Как гениально заметил Сергей Аверинцев, XX век скомпрометировал ответы, но не снял вопросы. Он предложил два выхода — модерн и архаику. В этом принципиальная, неистребимая разница между фашизмом и коммунизмом, которую не сотрут никакие заявления ПАСЕ. Коммунизм — выход модернистский, конструирование будущего, пусть жестокое, бесчеловечное, ломающее об колено. Коммунизм — поиск на нехоженых путях. Фашизм — опора на архаику, попытка искусственного возвращения в Средневековье и даже глубже, во времена титанов, никогда не бывшие, мифологизированные.
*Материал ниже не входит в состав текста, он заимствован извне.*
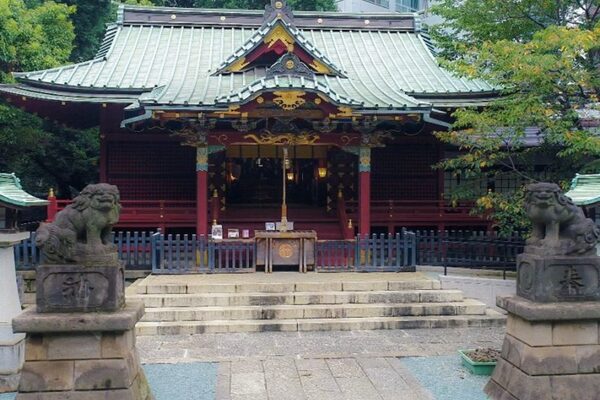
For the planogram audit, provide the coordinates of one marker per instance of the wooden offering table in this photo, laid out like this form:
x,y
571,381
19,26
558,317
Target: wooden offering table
x,y
285,248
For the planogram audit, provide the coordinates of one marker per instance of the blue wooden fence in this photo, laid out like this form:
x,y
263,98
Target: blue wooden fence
x,y
468,249
182,254
376,253
176,254
185,254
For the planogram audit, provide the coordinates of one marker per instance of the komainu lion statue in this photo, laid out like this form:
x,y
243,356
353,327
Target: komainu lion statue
x,y
559,226
81,233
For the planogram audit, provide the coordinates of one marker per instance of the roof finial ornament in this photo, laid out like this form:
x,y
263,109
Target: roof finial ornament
x,y
278,9
290,64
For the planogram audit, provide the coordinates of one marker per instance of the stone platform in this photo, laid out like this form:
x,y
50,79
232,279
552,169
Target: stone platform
x,y
85,356
290,301
551,351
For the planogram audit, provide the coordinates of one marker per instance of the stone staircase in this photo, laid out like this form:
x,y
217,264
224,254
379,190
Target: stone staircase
x,y
302,302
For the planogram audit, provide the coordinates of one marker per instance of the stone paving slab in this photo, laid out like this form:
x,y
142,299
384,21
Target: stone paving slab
x,y
419,364
284,277
310,345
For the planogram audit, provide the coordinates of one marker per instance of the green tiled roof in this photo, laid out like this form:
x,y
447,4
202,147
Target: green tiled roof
x,y
259,36
11,193
585,189
169,57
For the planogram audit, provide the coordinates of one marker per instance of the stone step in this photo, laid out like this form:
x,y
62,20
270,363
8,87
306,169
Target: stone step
x,y
286,287
491,318
466,307
303,298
Это возвращение туда, где человек ничего не значил, где властвовали жестокие и таинственные боги. И вот в эти времена Гамсуна все отчетливее тянет, начиная с «Пана». Его лейтенант Глан бежит в природу, в дочеловеческое царство, так же, как Лени Рифеншталь в последние годы спускалась в темные глубины, чтобы снимать чудовищных рыб. Невинные на первый взгляд патриархальность, древность, уединение обозначали то архаическое начало фашизма, которое потом стало так отчетливо в позднем русском почвенничестве.